Drácula na Netflix – Tributo arrojado, respeitoso e inventivo
Não podia se esperar outra coisa de Steven Moffat e Mark Gatiss, os criadores do elogiado e cult Sherlock. Mais uma vez aliados à BBC, a dupla executa aqui o mesmo procedimento. Empresta um personagem da literatura clássica para repaginá-lo com novas ideias, sem abandonar seus fundamentos, neste Drácula na Netflix.
Com um texto ao mesmo tempo tradicional e ousado, a minissérie tem três episódios (com 1h30 cada, seguindo o modelo de seus trabalhos anteriores). Dessa forma, sabe adaptar o livro de Bram Stoker pela enésima vez com fidelidade, mas sem ares de repetição. Justamente, injeta novos elementos aqui e ali (como a identidade de Van Helsing ou a posição de Jonathan Harker no enredo, etc), abrindo ainda possibilidades narrativas conforme a trama avança.
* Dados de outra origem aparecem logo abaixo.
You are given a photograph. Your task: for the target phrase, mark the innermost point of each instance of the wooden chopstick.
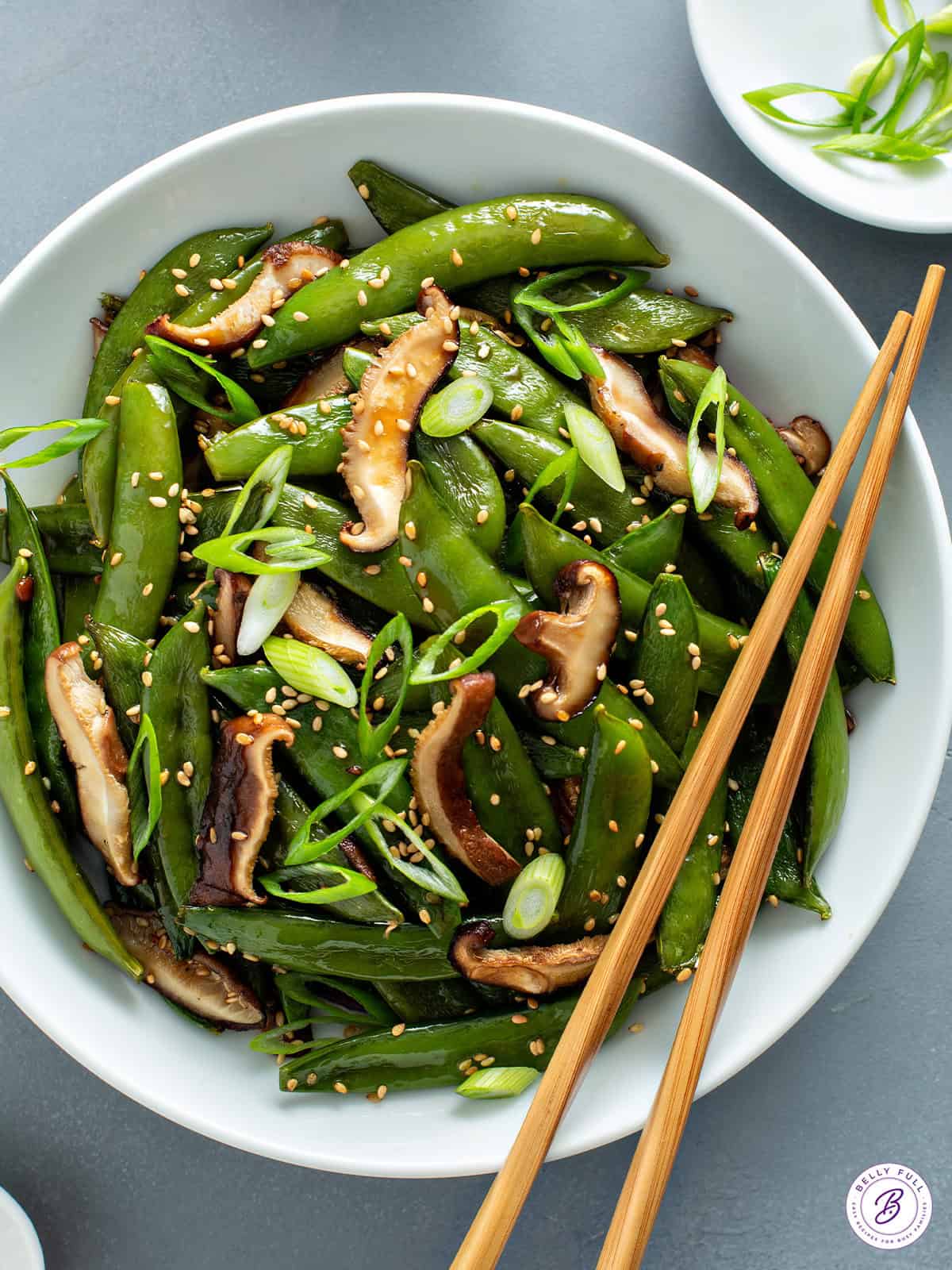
(651, 1168)
(603, 992)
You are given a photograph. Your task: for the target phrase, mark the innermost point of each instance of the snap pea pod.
(41, 637)
(433, 1054)
(786, 882)
(689, 911)
(466, 484)
(144, 537)
(666, 660)
(393, 201)
(25, 798)
(603, 852)
(520, 387)
(823, 791)
(317, 945)
(457, 248)
(156, 294)
(785, 495)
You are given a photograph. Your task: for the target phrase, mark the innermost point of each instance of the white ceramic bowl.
(744, 44)
(795, 347)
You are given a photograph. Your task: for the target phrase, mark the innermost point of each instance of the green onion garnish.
(498, 1083)
(457, 406)
(533, 897)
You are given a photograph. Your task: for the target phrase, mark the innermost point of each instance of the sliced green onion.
(144, 819)
(374, 737)
(188, 374)
(594, 444)
(351, 884)
(507, 614)
(457, 406)
(498, 1083)
(533, 897)
(310, 670)
(80, 432)
(704, 471)
(385, 776)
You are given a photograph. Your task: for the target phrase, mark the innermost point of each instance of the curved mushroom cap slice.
(393, 391)
(88, 728)
(440, 783)
(239, 810)
(315, 619)
(285, 268)
(201, 983)
(577, 641)
(531, 969)
(624, 404)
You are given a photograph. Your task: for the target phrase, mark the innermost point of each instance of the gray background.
(92, 90)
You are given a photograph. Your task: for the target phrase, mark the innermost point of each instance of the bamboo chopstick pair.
(651, 1168)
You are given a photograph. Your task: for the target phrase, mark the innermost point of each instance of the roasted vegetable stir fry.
(381, 622)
Portanto, no primeiro episódio, temos um início muito similar ao que conhecemos do protagonista-antagonista, com detalhes acrescentados ao labiríntico castelo, ao convento na Hungria (onde se desenvolve uma investigação sagaz) e a depravação diante das freiras. Há espaço, inclusive, para homenagear outras versões de Drácula nas telonas, como o de Christopher Lee da Hammer Film em toda a figuração principal, ou de Bela Lugosi em certos closes no começo, até mesmo o Nosferatu de Murnau no aspecto de Harker na Hungria.
Leia aqui sobre o livro Drácula, de Bram Stoker
O segundo episódio expande ainda mais as possibilidades da história ao explorar o navio Deméter, que levou Drácula até Londres e aqui é usado por Moffat e Gatiss para uma estrutura meio Agatha Christie, só que ao invés de tentarmos descobrir o assassino (que todos sabemos ser o vampiro), é desvendar o mistério de quem está na cabine 9, enquanto os dois protagonistas têm um enfrentamento intelectual, à medida que os demais passageiros vão morrendo um a um, com diálogos saborosos espalhados pelo convés.
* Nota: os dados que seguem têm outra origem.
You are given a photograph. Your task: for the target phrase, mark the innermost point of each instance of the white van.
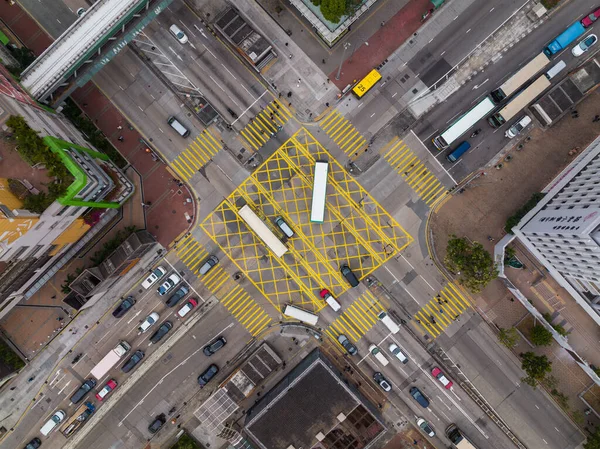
(177, 126)
(54, 421)
(156, 274)
(376, 352)
(556, 69)
(388, 322)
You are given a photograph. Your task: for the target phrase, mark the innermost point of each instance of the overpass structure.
(86, 46)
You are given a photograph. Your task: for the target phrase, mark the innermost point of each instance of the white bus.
(262, 231)
(464, 123)
(458, 439)
(517, 104)
(317, 210)
(301, 315)
(518, 80)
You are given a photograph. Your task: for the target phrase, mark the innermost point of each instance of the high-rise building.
(35, 245)
(563, 230)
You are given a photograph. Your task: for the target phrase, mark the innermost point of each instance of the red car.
(437, 373)
(588, 20)
(110, 386)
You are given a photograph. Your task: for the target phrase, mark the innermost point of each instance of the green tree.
(509, 337)
(474, 264)
(333, 10)
(540, 336)
(535, 366)
(593, 441)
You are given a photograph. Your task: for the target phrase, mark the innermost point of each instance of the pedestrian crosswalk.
(196, 155)
(265, 124)
(441, 311)
(229, 293)
(344, 134)
(414, 172)
(357, 319)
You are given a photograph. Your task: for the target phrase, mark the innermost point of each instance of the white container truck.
(110, 360)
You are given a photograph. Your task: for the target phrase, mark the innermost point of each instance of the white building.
(563, 230)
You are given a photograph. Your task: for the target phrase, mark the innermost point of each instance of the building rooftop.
(306, 405)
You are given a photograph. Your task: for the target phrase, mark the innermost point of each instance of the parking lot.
(356, 230)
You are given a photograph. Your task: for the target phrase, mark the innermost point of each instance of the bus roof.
(366, 83)
(462, 125)
(523, 99)
(514, 83)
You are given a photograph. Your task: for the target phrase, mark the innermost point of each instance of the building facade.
(563, 230)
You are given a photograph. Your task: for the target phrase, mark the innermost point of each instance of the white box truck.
(110, 360)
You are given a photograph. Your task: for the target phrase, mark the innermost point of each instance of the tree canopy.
(535, 366)
(474, 264)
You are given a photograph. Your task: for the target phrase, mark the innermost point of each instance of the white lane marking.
(208, 50)
(248, 108)
(170, 372)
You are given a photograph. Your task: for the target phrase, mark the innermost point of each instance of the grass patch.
(187, 442)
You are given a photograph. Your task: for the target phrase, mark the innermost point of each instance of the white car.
(584, 45)
(156, 274)
(179, 35)
(166, 286)
(149, 321)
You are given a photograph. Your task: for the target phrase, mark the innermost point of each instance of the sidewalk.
(166, 217)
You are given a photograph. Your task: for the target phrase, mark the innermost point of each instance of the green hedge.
(9, 357)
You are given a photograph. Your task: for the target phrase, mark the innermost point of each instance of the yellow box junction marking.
(235, 299)
(414, 172)
(265, 124)
(356, 229)
(196, 156)
(441, 311)
(344, 134)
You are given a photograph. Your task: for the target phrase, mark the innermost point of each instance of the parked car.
(382, 381)
(157, 424)
(34, 444)
(149, 321)
(133, 361)
(110, 386)
(85, 388)
(210, 262)
(591, 18)
(425, 427)
(213, 347)
(166, 286)
(207, 375)
(348, 346)
(161, 332)
(584, 45)
(156, 274)
(439, 375)
(179, 35)
(177, 296)
(187, 308)
(124, 307)
(419, 397)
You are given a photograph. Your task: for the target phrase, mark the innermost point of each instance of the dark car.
(213, 347)
(419, 397)
(177, 296)
(348, 346)
(207, 375)
(157, 424)
(34, 444)
(133, 361)
(127, 304)
(85, 388)
(349, 275)
(161, 332)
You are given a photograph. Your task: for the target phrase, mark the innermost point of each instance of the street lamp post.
(346, 46)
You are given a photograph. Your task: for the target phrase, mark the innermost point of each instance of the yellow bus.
(366, 83)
O último episódio é o mais audacioso ao colocar o icônico personagem nos dias de hoje, da mesma forma que a dupla fez com Sherlock no outro seriado, atualizando de maneira inteligente todos os elementos, incluindo a trama envolvendo Lucy Westenra, Quincey e Dr. Seward, trazendo ainda o legado de Van Helsing, Harker e Mina Murray.
Mesmo com alguns furos de roteiro nos três episódios e saídas narrativas facilitadas para fundamentar reviravoltas espertinhas, a minissérie Drácula na Netflix não perde a qualidade por classificar tais problemas como parte do charme de sua escala de “filme B” (ainda que toda a produção seja suntuosa nos figurinos, cenários e direção de arte), principalmente com Claes Bang passando todo o carisma e magnetismo de Drácula em sua complexidade ora brega, ora assustadora, ora humanizada, e até mesmo da esperta e cínica atuação de Dolly Wells na figura de duas personagens que são um grande presente para a história, que não importa o formato ou as escolhas, funciona sempre quando é narrada, e temos mais uma prova por aqui.